When can the individual return to activity?
Once an athlete has rested and replenished the fluids and electrolytes lost from their sweat, they can usually return to play during that same exercise session or practice. It is likely for the athlete to experience persistent cramping if fluid and electrolytes have not been adequately replaced. Determining the athlete’s sweat rate could be beneficial for their knowledge in understanding their body’s requirement of fluid during exercise and how to appropriately replenish water stores and electrolytes following exercise.
- Armstrong LE. Exertional Heat Illnesses. Human Kinetics; 2003.
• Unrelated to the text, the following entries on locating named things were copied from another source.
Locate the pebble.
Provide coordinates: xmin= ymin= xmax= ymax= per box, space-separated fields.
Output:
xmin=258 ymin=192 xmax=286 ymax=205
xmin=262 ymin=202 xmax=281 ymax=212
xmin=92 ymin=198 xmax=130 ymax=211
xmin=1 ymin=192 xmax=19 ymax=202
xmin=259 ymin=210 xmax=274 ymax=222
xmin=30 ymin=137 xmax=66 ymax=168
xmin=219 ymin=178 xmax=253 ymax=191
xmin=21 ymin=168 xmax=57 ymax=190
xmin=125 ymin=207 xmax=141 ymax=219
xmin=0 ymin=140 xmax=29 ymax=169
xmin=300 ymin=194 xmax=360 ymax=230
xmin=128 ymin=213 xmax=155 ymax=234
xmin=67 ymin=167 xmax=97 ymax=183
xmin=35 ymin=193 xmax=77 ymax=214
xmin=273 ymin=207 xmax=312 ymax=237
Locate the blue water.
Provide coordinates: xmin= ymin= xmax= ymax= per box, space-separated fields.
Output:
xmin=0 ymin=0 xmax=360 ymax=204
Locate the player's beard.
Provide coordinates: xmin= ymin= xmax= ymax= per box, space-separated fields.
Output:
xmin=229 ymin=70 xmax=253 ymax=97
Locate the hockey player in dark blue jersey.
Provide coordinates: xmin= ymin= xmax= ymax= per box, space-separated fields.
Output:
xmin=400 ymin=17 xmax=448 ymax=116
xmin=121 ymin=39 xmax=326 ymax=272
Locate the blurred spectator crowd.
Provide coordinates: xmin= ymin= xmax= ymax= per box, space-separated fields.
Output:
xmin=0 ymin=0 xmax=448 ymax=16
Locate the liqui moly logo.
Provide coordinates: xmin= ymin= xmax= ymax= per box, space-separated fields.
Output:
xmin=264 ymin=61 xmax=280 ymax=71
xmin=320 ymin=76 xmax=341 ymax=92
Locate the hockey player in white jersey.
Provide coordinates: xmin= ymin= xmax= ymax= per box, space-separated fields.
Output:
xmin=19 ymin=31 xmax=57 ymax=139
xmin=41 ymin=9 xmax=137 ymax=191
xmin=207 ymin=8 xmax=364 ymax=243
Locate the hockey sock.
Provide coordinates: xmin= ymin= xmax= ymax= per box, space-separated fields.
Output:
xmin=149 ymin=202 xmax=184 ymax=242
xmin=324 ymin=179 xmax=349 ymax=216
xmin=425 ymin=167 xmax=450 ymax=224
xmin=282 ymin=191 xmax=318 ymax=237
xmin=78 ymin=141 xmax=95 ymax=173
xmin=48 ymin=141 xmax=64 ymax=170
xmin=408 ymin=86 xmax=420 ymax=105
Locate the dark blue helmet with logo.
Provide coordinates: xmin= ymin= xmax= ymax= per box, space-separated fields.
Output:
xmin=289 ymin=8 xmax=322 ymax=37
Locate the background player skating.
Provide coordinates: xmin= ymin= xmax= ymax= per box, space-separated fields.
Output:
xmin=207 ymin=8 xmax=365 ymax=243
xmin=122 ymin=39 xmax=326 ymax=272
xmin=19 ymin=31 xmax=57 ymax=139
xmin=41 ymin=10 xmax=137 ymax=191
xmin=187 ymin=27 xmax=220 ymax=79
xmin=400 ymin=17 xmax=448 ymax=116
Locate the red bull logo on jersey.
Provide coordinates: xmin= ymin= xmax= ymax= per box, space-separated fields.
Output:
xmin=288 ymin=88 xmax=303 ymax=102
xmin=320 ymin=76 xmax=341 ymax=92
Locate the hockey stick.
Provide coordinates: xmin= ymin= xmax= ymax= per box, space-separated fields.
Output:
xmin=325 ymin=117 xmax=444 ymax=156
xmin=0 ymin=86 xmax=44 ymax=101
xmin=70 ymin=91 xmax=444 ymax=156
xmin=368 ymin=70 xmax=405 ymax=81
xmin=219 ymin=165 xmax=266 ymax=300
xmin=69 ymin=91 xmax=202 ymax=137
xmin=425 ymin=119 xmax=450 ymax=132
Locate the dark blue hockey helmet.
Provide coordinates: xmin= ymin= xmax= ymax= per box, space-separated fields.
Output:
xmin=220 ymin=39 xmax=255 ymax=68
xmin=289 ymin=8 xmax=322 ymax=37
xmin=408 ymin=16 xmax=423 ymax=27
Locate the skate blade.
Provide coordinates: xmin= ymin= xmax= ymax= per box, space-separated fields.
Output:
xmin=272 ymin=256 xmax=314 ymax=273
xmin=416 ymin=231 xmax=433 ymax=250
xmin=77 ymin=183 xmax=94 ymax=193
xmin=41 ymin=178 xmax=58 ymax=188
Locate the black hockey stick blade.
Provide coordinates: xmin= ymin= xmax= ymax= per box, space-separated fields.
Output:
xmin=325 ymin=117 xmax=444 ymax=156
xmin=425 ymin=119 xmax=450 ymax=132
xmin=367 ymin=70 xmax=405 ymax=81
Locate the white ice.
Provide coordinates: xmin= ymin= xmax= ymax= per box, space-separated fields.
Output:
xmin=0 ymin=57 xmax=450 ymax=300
- Armstrong LE, Casa DJ, Millard-Stafford M, Moran DS, Pyne SW, Roberts WO. American College of Sports Medicine position stand: exertional heat illness during training and competition. Med Sci Sports Exerc. 2007;39:556–572.
- Binkley HM, Beckett J, Casa DJ, Kleiner DM, Plummer PE. National Athletic Trainers’ Association position statement: exertional heat illnesses. J Athl Train. 2002;37:329–343.